Over 50% of yeast costs come from substrates; corn-hydrolyzed sugars are cheapest. Viability relies on RDB's low costs, cheap inputs, and high-value SCP for feed.

  • CAPEX: RDB at less than $1,000/m³ (50-80% below traditional $15,000/m³) for modular plants.

  • OPEX:

    • Substrates: 35-62% of costs; at $150/MT corn, ~$390/MT SCP (0.385 MT SCP/MT corn, from 70% starch).

    • Other: Enzymes, urea, rotation/cooling energy, drying. Evaporative/self-cleaning skips maintenance ($0.05-0.10/kg SCP saved); 50% moisture drying cheaper than 90%. Non-substrate: $200-300/MT SCP.

    • Labor/Utilities: Minimal via automation; low energy in containers.

  • Yields/Revenue: ~385 kg SCP/MT substrate (45-50% protein). Fodder yeast + DDGS: $500-1,000/MT (vs. soy meal ~$400/MT). Protein basis: SCP $800-1,000/MT vs. soy $890/MT, with superior nutrition. Revenue: $600-800/MT.

  • Profitability: Substrate $390/MT SCP; total cost $600-700/MT; break-even $550-650/MT; ROI 20-30% (5-year, 50k MT/year plant); margins 20-40% in high-demand areas. Pilot needed for commercialization.

Target Markets

We target regions with abundant cheap corn/wheat and strong fish/animal feed demand. Corn sugars are cheaper than molasses. Wheat works but requires endo-protease enzymes for gluten, offset somewhat by higher protein.

Country Corn Price Wheat Price
United States 377 MMT/y $157/MT 54 MMT/y $221/MT
China 295 MMT/y $321/MT 140 MMT/y $285/MT
Brazil 132 MMT/y $191/MT 8 MMT/y $231/MT
Argentina 50 MMT/y $174/MT 19 MMT/y $232/MT
Russia+Ukraine 41 MMT/y $175/MT 105 MMT/y $234/MT
India 43 MMT/y $315/MT 113 MMT/y $293/MT
Mexico 25 MMT/y $210/MT 3 MMT/y $262/MT

Who are we?

Hamrick Engineering was founded in 2013 by Edward B. Hamrick.

Edward (Ed) Hamrick graduated with honors from the California Institute of Technology (CalTech) with a degree in Engineering and Applied Science. He worked for three years at NASA/JPL on the International Ultraviolet Explorer and Voyager projects and worked for ten years at Boeing as a Senior Systems Engineer and Engineering Manager. Subsequently, Ed worked for five years at Convex Computer Corporation as a Systems Engineer and Systems Engineering Manager. Ed has been a successful entrepreneur for the past 25 years.

Alex Ablaev, MBA, PhD is Sr. Worldwide Business Developer.
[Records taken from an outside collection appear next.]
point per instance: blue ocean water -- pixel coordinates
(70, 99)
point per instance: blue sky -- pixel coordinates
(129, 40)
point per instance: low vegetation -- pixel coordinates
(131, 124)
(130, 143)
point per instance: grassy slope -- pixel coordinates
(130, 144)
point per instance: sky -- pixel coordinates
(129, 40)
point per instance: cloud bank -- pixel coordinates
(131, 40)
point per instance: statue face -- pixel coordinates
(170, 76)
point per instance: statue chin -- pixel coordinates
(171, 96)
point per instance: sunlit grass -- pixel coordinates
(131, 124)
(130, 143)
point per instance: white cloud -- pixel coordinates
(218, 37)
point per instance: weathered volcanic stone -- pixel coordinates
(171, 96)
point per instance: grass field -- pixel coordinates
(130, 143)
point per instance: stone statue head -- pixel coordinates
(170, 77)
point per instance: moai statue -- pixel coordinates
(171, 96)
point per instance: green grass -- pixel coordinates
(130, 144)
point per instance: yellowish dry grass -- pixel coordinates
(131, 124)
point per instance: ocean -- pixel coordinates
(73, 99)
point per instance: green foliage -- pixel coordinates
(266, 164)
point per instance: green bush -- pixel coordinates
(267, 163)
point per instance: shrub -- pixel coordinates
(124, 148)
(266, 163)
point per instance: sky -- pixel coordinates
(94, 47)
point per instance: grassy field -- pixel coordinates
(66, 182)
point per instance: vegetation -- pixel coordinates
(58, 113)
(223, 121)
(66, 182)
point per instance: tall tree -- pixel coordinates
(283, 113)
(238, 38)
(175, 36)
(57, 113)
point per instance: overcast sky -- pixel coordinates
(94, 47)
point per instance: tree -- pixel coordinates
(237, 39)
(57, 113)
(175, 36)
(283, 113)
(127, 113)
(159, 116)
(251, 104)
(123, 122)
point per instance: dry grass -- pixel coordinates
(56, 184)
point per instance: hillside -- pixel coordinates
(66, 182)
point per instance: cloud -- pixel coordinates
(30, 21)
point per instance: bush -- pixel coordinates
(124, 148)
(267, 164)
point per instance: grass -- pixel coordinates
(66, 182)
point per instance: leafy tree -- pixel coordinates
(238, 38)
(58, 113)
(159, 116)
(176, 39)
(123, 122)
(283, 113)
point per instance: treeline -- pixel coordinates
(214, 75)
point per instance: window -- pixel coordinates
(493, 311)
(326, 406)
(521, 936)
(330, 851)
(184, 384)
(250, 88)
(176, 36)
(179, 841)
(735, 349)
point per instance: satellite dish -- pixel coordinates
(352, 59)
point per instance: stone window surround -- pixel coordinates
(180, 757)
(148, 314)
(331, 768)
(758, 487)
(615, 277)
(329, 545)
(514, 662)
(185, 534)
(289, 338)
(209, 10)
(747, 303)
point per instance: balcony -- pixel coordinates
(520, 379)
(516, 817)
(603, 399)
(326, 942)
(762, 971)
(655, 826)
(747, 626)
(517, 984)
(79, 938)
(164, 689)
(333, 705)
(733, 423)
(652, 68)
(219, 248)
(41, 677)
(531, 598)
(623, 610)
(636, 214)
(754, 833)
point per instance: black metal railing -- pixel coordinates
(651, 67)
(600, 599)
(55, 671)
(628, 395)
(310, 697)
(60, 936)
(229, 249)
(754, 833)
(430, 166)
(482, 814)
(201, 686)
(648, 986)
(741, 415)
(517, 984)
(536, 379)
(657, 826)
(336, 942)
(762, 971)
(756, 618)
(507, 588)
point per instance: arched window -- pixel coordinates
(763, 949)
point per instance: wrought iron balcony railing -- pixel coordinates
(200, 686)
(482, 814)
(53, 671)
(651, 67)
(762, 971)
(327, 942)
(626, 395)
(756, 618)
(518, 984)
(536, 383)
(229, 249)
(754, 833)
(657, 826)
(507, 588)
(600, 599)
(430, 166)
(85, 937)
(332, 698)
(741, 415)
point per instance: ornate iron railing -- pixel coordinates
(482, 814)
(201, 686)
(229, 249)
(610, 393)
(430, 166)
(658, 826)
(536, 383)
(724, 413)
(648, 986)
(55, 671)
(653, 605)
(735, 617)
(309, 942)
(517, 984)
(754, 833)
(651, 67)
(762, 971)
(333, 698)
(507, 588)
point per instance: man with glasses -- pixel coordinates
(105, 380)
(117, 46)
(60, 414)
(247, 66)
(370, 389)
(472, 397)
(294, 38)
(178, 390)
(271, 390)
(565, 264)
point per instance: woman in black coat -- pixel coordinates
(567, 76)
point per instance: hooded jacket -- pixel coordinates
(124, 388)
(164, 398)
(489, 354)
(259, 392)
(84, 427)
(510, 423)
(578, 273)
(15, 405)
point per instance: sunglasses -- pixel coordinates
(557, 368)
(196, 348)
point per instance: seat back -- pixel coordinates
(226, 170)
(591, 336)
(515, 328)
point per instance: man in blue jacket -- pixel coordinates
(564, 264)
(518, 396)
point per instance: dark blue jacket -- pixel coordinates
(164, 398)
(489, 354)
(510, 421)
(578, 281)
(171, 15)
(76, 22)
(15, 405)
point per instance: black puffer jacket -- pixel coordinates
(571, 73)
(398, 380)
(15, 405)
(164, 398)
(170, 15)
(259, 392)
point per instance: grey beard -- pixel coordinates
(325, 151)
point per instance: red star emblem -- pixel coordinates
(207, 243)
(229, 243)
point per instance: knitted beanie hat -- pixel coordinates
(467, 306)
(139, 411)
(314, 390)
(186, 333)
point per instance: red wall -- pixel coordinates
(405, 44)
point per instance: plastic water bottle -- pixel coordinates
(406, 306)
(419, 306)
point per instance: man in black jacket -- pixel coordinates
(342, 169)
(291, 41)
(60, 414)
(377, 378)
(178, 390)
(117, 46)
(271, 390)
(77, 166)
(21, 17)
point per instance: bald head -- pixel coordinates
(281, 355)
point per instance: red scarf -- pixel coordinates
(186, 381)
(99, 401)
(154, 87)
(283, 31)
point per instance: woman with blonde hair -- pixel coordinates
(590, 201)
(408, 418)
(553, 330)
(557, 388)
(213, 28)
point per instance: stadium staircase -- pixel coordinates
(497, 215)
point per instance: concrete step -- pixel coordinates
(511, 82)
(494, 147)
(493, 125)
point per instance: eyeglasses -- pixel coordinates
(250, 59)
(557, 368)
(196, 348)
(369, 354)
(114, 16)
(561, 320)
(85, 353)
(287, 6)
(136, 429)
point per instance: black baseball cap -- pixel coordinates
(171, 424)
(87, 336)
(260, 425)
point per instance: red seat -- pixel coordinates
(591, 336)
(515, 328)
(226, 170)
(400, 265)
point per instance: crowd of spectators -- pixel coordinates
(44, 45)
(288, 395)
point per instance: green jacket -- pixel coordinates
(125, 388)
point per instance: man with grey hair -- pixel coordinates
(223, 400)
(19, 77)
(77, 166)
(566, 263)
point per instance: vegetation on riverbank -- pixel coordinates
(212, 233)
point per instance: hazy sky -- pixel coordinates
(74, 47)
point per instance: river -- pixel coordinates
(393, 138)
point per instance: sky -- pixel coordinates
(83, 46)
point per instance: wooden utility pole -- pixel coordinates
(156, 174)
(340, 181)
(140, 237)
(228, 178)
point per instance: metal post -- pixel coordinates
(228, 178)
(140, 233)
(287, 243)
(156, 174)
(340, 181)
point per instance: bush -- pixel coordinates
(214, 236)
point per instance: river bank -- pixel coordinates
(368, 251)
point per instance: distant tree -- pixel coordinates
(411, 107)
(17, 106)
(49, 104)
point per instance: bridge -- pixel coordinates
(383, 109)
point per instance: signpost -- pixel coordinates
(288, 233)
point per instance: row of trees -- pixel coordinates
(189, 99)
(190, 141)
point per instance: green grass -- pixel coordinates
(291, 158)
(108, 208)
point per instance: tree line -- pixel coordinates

Alex previously worked for Genencor's enzymatic hydrolysis division, and is the President of the Russian Biofuels Association as well as General Manager of NanoTaiga, a company in Russia using CelloFuel technologies in Russia.

Alan Pryce, CEng is Chief Engineer. Alan is an experienced professional mechanical engineer - Chartered Engineer (CEng) – Member of the Institute of Mechanical Engineers (IMechE) - with 10+ years’ experience in the mechanical design and project management of factory automation projects in UK and European factories. He has been a Senior Design Consultant and project manager for over 30 years working for Frazer-Nash Consultancy Ltd involved with many design and build contracts in the military, rail, manufacturing, and nuclear industries.

Maria Kharina, PhD, is Sr. Microbiology Scientist. Maria has a PhD in Biotechnology and is a researcher with 10+ years of experience. Maria was a Fulbright Scholar in the USA from 2016-2017.

Beverley Nash is Director of Marketing. Beverley has run Nash Marketing for over 30 years and has extensive experience in marketing planning and development for both new and established businesses. Beverley has worked for many global corporations in the technical marketplace and has been responsible for both the planning and management of many programs dealing with all aspects of company and product growth.

Dr. Ryan P. O'Connor (www.oconnor-company.com) provides intellectual property strategy consulting and patent prosecution. Dr. O'Connor holds a degree in Chemical Engineering from University of Notre Dame and a Ph.D. in Chemical Engineering from University of Minnesota. He has filed more than 1000 U.S. and PCT applications and is admitted to the Patent Bar, United States Patent & Trademark Office.